Caspian
He’d tried his best to focus on the task at hand as they traveled through the wood.
Now of all times, he needed his wits about him.
But his thoughts were inexplicably with her.
It only made him more grateful for Erin’s help.
She was sure of her way and offered no complaints of being tired or cold. In fact, she hardly spoke at all.
“Is something wrong?” Erin asked suddenly. She stopped in her tracks, looking at him as if this question had been brewing for sometime.
It could only be expected, as he’d been brooding all day.
“About the war?” she looked at him sympathetically with wide green eyes. His brow furrowed. He had thought they were a dark brown shade. Maybe it had been the darkness last night, but now they were brilliant green…
She blinked again, and they were brown, unremarkable, ordinary eyes.
Was he losing his mind?
“No, it wasn’t that,” he answered slowly, studying her for some sign that he wasn’t seeing things. Perhaps it had been a trick of the light, or maybe his dreams were getting the better of him.
Her head quirked to the side inquisitively.
Caspian gave up on his examination, chalking it up to a bout of momentary insanity.
“…It was someone that I lost a long time ago,” he explained.
A great and genuine sadness came over her features, the sort that weighs down a person’s soul. Somehow he could tell at once that she knew exactly how he felt, to have someone pulled from your life, to try to fill the cavity left by their absence.
“I lost someone,” Erin said quietly.
The heartache in her voice stirred an overwhelming urge within him to comfort her.
The feeling was so powerful, he almost reached for her…
To lay a hand on her? To hold her in his arms?
He wasn’t sure, but in either case, his common sense prevailed.
He was in no position to offer her consolation.
Instead, he forced himself to wait, to see if she would go on. It wasn’t his place to pry.
“He died,” she said finally, answering the question he wouldn’t dare ask. “He died at Icespire Pass.”
A heaviness lingered in the air, understanding settling over him.
She hadn’t been curious about him because of the rumors.
She’d been searching for some closure, wanting to know more about that wretched night.
For a moment he allowed himself to remember them…
He wondered if he had known this person who Erin still grieved.
It wasn’t likely, but even so the faces of the dead flashed through his mind.
“I’m sorry,” Caspian said.
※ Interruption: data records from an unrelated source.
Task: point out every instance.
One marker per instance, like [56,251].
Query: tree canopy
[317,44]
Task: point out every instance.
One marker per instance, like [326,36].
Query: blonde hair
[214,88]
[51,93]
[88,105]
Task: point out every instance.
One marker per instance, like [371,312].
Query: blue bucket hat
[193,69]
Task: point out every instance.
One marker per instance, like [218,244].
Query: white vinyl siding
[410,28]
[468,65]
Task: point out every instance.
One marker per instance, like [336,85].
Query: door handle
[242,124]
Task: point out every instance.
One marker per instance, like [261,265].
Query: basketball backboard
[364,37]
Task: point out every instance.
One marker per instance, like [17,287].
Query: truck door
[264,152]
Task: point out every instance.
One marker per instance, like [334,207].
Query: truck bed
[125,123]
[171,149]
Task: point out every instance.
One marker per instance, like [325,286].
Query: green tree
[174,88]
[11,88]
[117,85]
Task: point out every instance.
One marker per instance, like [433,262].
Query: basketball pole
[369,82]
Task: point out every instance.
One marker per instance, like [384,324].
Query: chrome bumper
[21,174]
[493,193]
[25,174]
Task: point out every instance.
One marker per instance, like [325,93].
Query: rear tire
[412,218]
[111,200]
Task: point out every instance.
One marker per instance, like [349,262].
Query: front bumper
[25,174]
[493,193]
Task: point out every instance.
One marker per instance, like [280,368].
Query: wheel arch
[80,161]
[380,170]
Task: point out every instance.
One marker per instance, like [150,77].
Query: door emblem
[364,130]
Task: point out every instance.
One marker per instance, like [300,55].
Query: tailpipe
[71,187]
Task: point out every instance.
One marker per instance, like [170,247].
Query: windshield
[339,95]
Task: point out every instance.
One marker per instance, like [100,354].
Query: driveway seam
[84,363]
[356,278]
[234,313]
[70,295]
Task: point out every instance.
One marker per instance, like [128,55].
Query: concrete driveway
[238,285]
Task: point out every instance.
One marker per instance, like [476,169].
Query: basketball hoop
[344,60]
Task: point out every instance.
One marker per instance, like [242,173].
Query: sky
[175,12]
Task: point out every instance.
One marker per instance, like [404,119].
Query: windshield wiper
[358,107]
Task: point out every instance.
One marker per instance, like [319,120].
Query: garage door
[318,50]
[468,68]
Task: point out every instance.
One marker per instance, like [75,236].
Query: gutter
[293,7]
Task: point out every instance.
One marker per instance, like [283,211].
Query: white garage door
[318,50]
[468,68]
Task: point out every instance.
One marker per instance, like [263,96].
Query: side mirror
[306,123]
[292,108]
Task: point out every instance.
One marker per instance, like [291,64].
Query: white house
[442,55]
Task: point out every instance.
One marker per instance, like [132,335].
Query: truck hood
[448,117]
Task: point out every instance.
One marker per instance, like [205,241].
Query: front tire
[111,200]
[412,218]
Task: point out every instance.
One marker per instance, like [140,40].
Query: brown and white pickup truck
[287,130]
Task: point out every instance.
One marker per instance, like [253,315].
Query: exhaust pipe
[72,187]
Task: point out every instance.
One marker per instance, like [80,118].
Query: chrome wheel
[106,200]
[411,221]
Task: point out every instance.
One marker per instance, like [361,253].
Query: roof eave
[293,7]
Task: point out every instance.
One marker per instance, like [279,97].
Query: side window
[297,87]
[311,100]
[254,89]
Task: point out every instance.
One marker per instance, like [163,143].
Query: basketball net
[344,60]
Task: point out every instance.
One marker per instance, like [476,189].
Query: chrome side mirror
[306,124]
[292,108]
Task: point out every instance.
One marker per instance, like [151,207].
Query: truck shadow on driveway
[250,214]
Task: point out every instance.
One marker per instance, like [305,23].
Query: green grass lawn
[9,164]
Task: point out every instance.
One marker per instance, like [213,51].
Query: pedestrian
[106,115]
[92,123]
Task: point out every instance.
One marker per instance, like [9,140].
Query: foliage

His hand smoothed over her cheek without thinking.
Her tearful eyes snapped to his. She looked almost startled by his touch.
Of course she was, he chastised himself. He was little better than a stranger. Caspian removed his hand and stepped back, doing his very best to look as apologetic as he felt.
She turned, putting several paces between them. He did not miss the opportunity she took to dry her eyes once her back was turned to him. “We should keep moving.” Her voice was stiff and forced.
Caspian only nodded, guilt swelling inside of him.
She was suffering, and somehow he’d made it worse.
As they continued through the wood again, all he could think of was the silence taut between them, and the urge to fill it, to comfort her.
He could feel her pain echoing within him, a blade lodged in the heart.
Caspian wanted to wrap her in his arms and run his fingers through her hair, to absorb her sadness, and perhaps share some of his own…
Which was clearly ridiculous, and inappropriate.
He couldn’t feel this way about a stranger, even if he understood the loss so clear in her.
He wasn’t the one to help her, no matter how much he wanted to. He barely knew her.